Classification categories
Age
Estimates the speaker’s age category. Returns a single label with the highest confidence.
| Label | Description |
|---|
young | Young adult / teenager |
adult | Adult speaker |
kid | Child speaker |
old | Elderly speaker |
unclear | Age could not be determined |
Emotion
Detects emotional tone in the speaker’s voice. Returns multiple labels ranked by confidence.
| Label | Description |
|---|
tender | Soft, gentle, caring tone |
sad | Sorrowful or melancholy tone |
calm | Relaxed, even-tempered delivery |
neutral | No strong emotional signal |
happy | Cheerful, upbeat tone |
angry | Frustrated, aggressive tone |
fearful | Anxious or frightened tone |
surprised | Startled or astonished tone |
disgusted | Revulsion or strong disapproval |
unclear | Emotion could not be determined |
Vocal Style
Identifies the speaker’s manner of delivery. Returns multiple labels ranked by confidence.
| Label | Description |
|---|
whispering | Hushed, breathy delivery |
normal | Standard conversational speech |
singing | Melodic or musical delivery |
mumbling | Unclear, low-articulation speech |
crying | Speech accompanied by crying |
laughing | Speech accompanied by laughter |
shouting | Loud, raised-voice delivery |
monotone | Flat, unvaried pitch delivery |
unclear | Vocal style could not be determined |
Accent
Detects the speaker’s accent or regional dialect using BCP-47 locale codes. Returns a single label with the highest confidence, plus additional candidates ranked below.
| Label | Region |
|---|
en-US | American English |
en-GB | British English |
en-AU | Australian English |
zh-CN | Mandarin Chinese |
fr-FR | French (France) |
es-ES | Spanish (Spain) |
es-419 | Spanish (Latin America) |
es-MX | Spanish (Mexico) |
ar-EG | Arabic (Egypt) |
Additional accent locales may be returned beyond those listed above. The model supports a broad range of BCP-47 codes.
Configuration
The STT API accepts both camelCase and snake_case field names (e.g., transcribeConfig / transcribe_config, voiceProfileThreshold / voice_profile_threshold). The examples below use camelCase.

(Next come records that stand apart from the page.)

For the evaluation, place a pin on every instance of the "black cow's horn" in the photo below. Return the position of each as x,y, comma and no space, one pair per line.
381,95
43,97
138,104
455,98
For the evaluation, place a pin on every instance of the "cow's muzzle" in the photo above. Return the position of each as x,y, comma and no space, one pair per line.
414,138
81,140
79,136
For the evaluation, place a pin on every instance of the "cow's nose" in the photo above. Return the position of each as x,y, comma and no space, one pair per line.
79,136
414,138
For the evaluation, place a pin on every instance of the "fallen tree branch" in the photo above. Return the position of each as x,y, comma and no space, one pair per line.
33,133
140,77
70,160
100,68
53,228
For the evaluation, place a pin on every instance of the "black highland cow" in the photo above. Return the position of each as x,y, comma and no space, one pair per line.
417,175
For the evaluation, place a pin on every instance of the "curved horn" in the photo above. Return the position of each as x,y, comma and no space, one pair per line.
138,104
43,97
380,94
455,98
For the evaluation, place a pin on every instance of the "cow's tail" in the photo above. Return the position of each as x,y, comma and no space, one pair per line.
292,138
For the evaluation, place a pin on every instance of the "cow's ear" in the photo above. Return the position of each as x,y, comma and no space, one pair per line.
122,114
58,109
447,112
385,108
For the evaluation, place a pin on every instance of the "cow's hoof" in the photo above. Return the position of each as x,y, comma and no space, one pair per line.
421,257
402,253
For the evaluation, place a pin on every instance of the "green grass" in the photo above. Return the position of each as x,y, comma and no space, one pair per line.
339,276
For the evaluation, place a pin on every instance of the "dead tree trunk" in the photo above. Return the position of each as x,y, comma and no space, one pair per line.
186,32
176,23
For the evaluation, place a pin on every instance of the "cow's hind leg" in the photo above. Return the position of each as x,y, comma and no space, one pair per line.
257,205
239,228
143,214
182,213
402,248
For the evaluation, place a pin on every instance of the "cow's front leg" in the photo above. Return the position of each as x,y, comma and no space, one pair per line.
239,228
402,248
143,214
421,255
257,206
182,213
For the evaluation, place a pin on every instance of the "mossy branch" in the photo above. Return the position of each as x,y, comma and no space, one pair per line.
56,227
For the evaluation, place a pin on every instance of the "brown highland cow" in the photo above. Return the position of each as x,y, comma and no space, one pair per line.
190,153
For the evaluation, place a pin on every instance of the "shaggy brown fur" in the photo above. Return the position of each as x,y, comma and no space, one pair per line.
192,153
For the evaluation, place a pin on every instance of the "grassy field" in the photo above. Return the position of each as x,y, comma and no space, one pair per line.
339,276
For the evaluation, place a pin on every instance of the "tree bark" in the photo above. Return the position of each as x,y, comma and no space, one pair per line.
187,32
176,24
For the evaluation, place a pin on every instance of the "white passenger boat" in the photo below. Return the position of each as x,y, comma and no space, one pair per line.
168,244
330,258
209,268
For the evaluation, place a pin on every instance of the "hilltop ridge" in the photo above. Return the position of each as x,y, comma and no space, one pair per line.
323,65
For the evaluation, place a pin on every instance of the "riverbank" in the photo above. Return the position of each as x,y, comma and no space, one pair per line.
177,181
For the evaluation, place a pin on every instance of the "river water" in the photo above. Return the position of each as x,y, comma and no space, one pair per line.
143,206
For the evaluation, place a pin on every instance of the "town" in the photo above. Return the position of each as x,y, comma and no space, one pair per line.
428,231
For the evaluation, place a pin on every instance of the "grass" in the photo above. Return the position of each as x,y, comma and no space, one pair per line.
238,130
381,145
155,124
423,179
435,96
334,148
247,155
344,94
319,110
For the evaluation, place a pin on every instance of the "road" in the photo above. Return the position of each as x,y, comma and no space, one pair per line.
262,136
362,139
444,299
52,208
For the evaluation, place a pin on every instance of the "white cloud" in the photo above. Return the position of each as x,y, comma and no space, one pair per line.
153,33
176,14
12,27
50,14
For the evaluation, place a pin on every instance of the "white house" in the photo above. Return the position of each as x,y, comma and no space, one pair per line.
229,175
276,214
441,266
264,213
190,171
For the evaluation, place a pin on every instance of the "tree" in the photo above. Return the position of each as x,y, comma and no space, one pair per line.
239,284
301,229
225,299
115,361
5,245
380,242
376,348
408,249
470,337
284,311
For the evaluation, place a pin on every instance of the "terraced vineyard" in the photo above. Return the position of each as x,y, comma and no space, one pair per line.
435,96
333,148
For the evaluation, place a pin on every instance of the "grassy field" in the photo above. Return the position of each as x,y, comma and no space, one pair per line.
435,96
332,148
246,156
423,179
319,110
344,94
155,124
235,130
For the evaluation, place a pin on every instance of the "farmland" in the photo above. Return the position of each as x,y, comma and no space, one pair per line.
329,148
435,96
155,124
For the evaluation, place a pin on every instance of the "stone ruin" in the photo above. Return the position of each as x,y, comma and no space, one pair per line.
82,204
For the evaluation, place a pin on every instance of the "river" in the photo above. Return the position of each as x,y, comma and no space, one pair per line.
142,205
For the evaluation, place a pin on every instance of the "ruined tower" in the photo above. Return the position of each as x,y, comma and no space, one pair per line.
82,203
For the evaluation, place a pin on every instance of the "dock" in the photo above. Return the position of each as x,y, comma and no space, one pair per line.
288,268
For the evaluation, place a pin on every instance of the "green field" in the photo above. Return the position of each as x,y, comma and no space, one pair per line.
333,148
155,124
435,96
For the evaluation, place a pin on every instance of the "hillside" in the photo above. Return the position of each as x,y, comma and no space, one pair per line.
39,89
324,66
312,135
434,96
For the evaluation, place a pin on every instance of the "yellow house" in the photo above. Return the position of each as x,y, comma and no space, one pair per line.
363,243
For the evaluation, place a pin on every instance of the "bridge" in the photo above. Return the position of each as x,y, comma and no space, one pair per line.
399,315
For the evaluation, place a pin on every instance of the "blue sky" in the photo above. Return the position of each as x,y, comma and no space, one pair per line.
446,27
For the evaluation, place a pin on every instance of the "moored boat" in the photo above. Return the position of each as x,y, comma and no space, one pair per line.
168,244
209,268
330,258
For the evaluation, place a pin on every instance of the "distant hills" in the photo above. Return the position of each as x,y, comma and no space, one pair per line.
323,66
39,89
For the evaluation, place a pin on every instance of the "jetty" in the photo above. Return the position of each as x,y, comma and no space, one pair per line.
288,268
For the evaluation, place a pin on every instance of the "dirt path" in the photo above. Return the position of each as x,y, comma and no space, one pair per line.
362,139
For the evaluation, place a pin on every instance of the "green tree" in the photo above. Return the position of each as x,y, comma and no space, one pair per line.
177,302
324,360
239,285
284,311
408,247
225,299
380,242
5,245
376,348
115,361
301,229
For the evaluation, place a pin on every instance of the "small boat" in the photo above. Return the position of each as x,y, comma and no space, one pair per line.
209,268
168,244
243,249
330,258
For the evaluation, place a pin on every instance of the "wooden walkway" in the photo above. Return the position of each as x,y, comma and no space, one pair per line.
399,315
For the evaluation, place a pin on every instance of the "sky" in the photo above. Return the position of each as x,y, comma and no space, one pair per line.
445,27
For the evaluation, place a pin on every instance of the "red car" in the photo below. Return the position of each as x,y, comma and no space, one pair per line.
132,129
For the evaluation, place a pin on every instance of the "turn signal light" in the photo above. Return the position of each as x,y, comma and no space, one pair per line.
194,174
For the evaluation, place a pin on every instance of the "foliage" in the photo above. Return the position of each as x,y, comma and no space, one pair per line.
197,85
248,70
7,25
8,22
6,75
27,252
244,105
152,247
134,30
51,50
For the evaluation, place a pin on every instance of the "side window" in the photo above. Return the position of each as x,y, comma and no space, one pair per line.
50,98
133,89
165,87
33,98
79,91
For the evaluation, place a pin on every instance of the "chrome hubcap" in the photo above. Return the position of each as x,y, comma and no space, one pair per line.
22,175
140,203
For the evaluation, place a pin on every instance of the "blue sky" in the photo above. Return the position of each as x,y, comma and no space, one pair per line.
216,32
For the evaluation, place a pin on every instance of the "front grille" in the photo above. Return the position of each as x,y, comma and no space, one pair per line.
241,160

Set voiceProfileThreshold inside inworldConfig:
{
"transcribeConfig": {
"modelId": "<MODEL_ID>",
"language": "en-US",
"audioEncoding": "MP3",
"inworldConfig": {
"voiceProfileThreshold": 0.5
}
}
}
Use any STT model that supports Voice Profiles (for example, groq/whisper-large-v3 for synchronous HTTP, or the assemblyai/... streaming models listed in the STT overview).
WebSocket (Streaming)
Include inworldConfig in the first WebSocket message:
{
"transcribeConfig": {
"modelId": "<MODEL_ID>",
"audioEncoding": "LINEAR16",
"inworldConfig": {
"voiceProfileThreshold": 0.5
}
}
}
Configuration parameters
| Field | Type | Default | Description |
|---|
voice_profile_threshold / voiceProfileThreshold | float | 0.5 | Minimum confidence score (0.0–1.0) for a label to be included in the response. Higher values return fewer, more confident labels. |
Response structure
The voiceProfile object is returned alongside transcription and usage in both sync and streaming responses. Each category contains a label and a confidence score.
Example response (sync)
{
"transcription": {
"transcript": "Hey, I just wanted to check in on the delivery status.",
"isFinal": true
},
"voiceProfile": {
"age": { "label": "young", "confidence": 0.78 },
"emotion": [
{ "label": "tender", "confidence": 0.97 },
{ "label": "sad", "confidence": 0.03 }
],
"vocal_style": [
{ "label": "whispering", "confidence": 0.97 },
{ "label": "normal", "confidence": 0.03 }
],
"accent": { "label": "en-US", "confidence": 0.48 }
},
"usage": {
"transcribed_audio_ms": 3200,
"model_id": "inworld/inworld-stt-1"
}
}
Response fields
| Field | Type | Description |
|---|
voiceProfile.age | ClassLabel | Single label: estimated age category of the speaker. |
voiceProfile.emotion | ClassLabel | Array of detected emotions, ranked by confidence. Multiple emotions may be present. |
voiceProfile.vocal_style | ClassLabel | Array of detected vocal styles, ranked by confidence. Multiple styles may be present. |
voiceProfile.accent | ClassLabel | Single label: detected accent as a BCP-47 locale code. |
Each ClassLabel contains:
- label (string) — The predicted class name
- confidence (float) — Score from 0.0 to 1.0
Best practices
- Start with the default threshold (0.5) — This filters out low-confidence noise while keeping useful labels. Lower the threshold if you need broader signal; raise it for precision-critical use cases.
- Use emotion and vocal style together — Combining both categories gives a richer picture. A “tender” emotion with “whispering” vocal style tells a different story than “tender” with “normal” style.
- Handle missing fields gracefully — Voice Profile fields may be absent if the model cannot make a confident classification or if the audio quality is insufficient. Always check for presence before accessing.
- Accent is probabilistic — Accent detection returns the most likely locale, not a definitive answer. Use it as a signal rather than a hard routing decision.
- Test with representative audio — Classification accuracy depends on audio quality, background noise, and speech duration. Test with samples that reflect your production environment.